C3: Lightweight Incrementalized MCMC for Probabilistic Programs using Continuations and Callsite Caching

Lightweight, source-to-source transformation approaches to implementing MCMC for probabilistic programming languages are popular for their simplicity, support of existing deterministic code, and ability to execute on existing fast runtimes. However, they are also slow, requiring a complete re-execution of the program on every Metropolis Hastings proposal. We present a new extension to the lightweight approach, C3, which enables efficient, incrementalized re-execution of MH proposals. C3 is based on two core ideas: transforming probabilistic programs into continuation passing style (CPS), and caching the results of function calls. We show that on several common models, C3 reduces proposal runtime by 20-100x, in some cases reducing runtime complexity from linear in model size to constant. We also demonstrate nearly an order of magnitude speedup on a complex inverse procedural modeling application.
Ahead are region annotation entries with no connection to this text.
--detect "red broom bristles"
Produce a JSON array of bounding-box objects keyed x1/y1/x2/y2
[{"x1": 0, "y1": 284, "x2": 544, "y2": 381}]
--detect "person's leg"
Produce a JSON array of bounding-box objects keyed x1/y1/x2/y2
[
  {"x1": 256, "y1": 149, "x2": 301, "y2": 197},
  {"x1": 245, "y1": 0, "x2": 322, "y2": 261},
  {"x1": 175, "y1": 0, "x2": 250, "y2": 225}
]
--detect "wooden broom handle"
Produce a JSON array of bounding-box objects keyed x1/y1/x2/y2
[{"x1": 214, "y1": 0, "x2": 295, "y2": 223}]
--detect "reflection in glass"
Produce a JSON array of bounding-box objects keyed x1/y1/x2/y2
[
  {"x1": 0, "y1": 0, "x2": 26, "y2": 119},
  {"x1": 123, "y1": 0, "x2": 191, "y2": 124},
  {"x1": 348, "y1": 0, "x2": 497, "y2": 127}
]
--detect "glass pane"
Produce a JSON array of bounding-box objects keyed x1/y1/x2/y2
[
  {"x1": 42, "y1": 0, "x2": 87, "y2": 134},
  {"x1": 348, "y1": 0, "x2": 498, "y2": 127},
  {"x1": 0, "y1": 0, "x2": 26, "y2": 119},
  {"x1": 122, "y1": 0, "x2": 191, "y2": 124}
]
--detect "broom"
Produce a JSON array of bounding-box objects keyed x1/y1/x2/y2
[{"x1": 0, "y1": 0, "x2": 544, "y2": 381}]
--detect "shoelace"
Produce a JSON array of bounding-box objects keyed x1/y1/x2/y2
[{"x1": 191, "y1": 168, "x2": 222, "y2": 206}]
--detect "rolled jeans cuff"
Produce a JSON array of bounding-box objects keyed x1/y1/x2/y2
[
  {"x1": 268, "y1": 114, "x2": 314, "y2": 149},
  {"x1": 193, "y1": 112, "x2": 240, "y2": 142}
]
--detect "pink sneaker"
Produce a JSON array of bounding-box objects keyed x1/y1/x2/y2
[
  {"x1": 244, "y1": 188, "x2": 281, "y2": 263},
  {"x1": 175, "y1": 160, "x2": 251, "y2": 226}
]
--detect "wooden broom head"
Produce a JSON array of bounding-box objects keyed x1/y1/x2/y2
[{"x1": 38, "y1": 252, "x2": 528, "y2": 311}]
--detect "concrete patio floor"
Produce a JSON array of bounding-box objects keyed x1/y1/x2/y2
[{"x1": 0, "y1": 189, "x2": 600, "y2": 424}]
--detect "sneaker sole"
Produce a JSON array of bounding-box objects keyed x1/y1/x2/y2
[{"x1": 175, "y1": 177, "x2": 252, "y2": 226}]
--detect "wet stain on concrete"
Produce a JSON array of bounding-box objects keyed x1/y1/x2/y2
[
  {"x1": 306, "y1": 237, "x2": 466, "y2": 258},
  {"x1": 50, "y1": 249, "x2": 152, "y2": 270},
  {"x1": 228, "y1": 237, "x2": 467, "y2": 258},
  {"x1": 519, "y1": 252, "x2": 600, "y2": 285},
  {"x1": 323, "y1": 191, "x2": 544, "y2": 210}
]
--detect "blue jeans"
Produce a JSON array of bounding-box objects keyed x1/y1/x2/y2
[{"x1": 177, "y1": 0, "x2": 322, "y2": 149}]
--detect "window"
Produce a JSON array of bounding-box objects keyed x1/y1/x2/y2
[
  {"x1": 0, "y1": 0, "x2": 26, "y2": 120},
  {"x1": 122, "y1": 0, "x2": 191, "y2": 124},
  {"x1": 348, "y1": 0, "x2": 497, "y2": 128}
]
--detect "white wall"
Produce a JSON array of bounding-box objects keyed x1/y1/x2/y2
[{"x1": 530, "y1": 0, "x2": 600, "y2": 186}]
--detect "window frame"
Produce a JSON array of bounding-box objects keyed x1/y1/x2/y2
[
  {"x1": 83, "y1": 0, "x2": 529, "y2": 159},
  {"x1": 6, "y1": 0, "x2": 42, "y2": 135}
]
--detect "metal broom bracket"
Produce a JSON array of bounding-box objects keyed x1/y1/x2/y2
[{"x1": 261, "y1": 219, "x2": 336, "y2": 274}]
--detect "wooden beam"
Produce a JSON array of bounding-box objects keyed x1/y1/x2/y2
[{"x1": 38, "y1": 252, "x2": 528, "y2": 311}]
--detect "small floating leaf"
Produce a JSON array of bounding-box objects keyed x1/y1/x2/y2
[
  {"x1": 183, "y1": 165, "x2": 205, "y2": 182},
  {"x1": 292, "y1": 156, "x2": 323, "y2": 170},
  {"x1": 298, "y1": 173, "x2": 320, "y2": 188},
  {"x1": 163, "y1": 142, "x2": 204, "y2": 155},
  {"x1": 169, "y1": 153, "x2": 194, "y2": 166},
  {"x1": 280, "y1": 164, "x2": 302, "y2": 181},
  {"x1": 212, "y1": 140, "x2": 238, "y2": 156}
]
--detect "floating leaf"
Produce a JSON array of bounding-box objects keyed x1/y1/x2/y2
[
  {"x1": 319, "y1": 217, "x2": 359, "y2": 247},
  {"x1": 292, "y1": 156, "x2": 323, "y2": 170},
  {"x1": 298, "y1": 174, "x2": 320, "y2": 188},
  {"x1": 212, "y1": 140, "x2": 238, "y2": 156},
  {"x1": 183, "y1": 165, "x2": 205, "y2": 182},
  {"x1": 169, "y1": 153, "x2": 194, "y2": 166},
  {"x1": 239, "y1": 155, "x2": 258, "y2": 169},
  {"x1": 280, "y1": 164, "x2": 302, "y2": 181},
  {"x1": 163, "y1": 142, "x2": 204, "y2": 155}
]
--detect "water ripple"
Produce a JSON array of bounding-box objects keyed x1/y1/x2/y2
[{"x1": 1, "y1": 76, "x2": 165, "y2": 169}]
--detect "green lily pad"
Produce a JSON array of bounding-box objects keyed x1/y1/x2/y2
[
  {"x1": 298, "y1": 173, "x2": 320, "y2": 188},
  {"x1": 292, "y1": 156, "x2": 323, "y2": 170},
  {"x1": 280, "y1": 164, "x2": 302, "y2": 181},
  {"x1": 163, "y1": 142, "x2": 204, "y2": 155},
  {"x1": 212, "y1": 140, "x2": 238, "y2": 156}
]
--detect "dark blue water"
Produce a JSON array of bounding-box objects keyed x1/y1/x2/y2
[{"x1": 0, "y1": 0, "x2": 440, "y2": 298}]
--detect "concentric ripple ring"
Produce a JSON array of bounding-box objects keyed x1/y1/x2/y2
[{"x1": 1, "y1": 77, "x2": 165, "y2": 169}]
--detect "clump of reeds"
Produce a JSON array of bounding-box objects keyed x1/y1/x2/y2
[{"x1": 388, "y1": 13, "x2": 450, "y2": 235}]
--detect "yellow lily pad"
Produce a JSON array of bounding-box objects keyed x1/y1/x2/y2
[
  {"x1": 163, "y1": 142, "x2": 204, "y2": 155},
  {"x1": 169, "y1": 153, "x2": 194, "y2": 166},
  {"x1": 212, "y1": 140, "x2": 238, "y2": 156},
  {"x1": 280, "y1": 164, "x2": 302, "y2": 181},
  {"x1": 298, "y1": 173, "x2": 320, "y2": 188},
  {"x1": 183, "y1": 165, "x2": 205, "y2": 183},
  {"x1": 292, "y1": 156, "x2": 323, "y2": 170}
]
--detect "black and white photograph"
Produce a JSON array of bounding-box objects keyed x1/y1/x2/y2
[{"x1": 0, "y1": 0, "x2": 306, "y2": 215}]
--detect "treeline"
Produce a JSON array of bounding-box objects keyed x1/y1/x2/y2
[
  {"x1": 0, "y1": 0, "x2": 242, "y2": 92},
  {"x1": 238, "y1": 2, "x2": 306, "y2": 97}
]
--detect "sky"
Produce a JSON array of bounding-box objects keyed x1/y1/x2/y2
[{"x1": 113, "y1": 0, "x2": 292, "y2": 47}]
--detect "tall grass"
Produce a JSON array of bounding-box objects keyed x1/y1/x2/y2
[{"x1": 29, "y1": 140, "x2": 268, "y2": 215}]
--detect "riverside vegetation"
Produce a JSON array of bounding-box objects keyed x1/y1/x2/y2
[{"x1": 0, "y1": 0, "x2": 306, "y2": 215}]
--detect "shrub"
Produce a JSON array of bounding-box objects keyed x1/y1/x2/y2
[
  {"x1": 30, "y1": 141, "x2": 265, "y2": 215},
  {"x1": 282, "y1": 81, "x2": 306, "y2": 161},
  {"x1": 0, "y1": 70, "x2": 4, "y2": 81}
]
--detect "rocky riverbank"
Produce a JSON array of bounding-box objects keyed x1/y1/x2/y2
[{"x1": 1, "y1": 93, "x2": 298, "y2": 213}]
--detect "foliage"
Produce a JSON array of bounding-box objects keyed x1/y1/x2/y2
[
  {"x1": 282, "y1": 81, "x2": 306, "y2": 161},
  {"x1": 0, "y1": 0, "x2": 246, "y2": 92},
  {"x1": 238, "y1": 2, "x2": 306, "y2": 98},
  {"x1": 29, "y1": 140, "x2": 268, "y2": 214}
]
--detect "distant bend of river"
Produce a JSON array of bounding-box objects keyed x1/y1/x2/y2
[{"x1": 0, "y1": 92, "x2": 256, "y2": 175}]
A Dynamic Programming Algorithm for Inference in Recursive Probabilistic Programs

We describe a dynamic programming algorithm for computing the marginal distribution of discrete probabilistic programs. This algorithm takes a functional interpreter for an arbitrary probabilistic programming language and turns it into an efficient marginalizer. Because direct caching of sub-distributions is impossible in the presence of recursion, we build a graph of dependencies between sub-distributions. This factored sum-product network makes (potentially cyclic) dependencies between subproblems explicit, and corresponds to a system of equations for the marginal distribution. We solve these equations by fixed-point iteration in topological order. We illustrate this algorithm on examples used in teaching probabilistic models, computational cognitive science research, and game theory.

Inducing Probabilistic Programs by Bayesian Program Merging

This report outlines an approach to learning generative models from data. We express models as probabilistic programs, which allows us to capture abstract patterns within the examples. By choosing our language for programs to be an extension of the algebraic data type of the examples, we can begin with a program that generates all and only the examples. We then introduce greater abstraction, and hence generalization, incrementally to the extent that it improves the posterior probability of the examples given the program. Motivated by previous approaches to model merging and program induction, we search for such explanatory abstractions using program transformations. We consider two types of transformation: Abstraction merges common subexpressions within a program into new functions (a form of anti-unification). Deargumentation simplifies functions by reducing the number of arguments. We demonstrate that this approach finds key patterns in the domain of nested lists, including parameterized sub-functions and stochastic recursion.